Time to use a real dataset!

You can read a `.csv` file into pandas using `pd.read_csv( url )`.

Create a variable called `baby_names` that loads this data: `https://raw.githubusercontent.com/carlocrza/Data_Science_Society/master/ca_baby_names.csv`



In [0]:
baby_names = pd.read_csv("https://raw.githubusercontent.com/carlocrza/Data_Science_Society/master/baby_names.csv")

Let's display the table. We can just type `baby_names` and run the cell but baby_names is HUGE! So, let's display just the first five rows with:

`DataFrame.head( # of rows )`

In [0]:
baby_names.head(5)

## Row, Column Selection

Follow the structure:

`table.loc[rows, columns]`

`table.loc[2:8, [ 'Name', 'Count']]`

The above code will select columns "Name" and "Count" from rows 2 **through** 8.

In [0]:
# Returns the name of our columns
baby_names.columns

In [0]:
baby_names.loc[2:8, ['Name', "Count"]]

<font color="blue">Exercise:</font> Return a table that includes rows 1000-1005 and only includes the column "Name".

In [0]:
baby_names.loc[...]

In [0]:
# Want to select EVERY row?
# Don't put anything before and after the colon :
baby_names.loc[:, ['Sex', 'Name']].head(4)

### Selecting an entire Column

Remember we can extract the column in the form of a **Series** using:

`table_name['Name of column']`

In [0]:
name_column = baby_names['Name']
name_column.head(5) # we can also use .head with Series!

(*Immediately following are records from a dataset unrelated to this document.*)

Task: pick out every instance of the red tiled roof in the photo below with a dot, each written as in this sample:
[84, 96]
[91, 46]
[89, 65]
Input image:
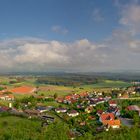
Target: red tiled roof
[112, 122]
[112, 102]
[107, 116]
[133, 108]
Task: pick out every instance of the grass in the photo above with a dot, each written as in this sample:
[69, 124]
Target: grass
[13, 128]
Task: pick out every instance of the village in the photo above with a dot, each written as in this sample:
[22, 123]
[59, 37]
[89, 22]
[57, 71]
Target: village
[99, 111]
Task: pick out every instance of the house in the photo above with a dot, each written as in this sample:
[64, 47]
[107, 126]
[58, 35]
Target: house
[59, 99]
[4, 108]
[23, 90]
[89, 109]
[100, 100]
[106, 116]
[134, 108]
[7, 97]
[60, 110]
[99, 112]
[42, 109]
[112, 123]
[112, 103]
[32, 112]
[73, 113]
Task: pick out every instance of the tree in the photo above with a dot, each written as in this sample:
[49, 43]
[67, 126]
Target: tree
[57, 131]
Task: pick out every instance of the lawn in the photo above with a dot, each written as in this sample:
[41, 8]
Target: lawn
[15, 128]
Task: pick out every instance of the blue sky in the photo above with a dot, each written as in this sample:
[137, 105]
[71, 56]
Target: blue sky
[37, 17]
[69, 35]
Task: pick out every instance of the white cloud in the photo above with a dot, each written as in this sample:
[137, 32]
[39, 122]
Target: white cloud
[131, 17]
[97, 15]
[119, 51]
[59, 29]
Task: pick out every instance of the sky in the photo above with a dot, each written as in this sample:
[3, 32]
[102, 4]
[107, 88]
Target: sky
[69, 35]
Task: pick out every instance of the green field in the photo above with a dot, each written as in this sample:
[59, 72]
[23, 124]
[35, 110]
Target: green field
[15, 128]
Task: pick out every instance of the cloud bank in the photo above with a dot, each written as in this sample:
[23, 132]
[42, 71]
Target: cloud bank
[119, 51]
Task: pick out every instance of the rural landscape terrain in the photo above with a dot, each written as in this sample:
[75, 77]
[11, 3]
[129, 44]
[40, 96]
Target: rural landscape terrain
[69, 106]
[69, 69]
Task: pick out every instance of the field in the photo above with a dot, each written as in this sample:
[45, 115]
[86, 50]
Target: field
[18, 128]
[77, 86]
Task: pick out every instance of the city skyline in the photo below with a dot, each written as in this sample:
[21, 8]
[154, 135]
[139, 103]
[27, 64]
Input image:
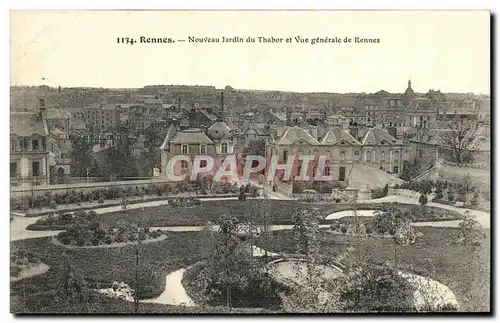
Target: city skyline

### Selecting rows with a Boolean Array

Lastly, we can select rows based off of True / False data. Let's go back to the simpler `fruit_info` table.

In [0]:
fruit_info

In [0]:
# select row only if corresponding value in *selection* is True
selection = np.array([True, False, True, False])
fruit_info[selection]

## Filtering Data

So far we have selected data based off of row numbers and column headers. Let's work on filtering data more precisely.

`table[condition]`

In [0]:
condition = baby_names['Name'] == 'Carlo'
baby_names[condition].head(5)

The above code only selects rows that have Name equal to 'Carlo'. Change it to your name!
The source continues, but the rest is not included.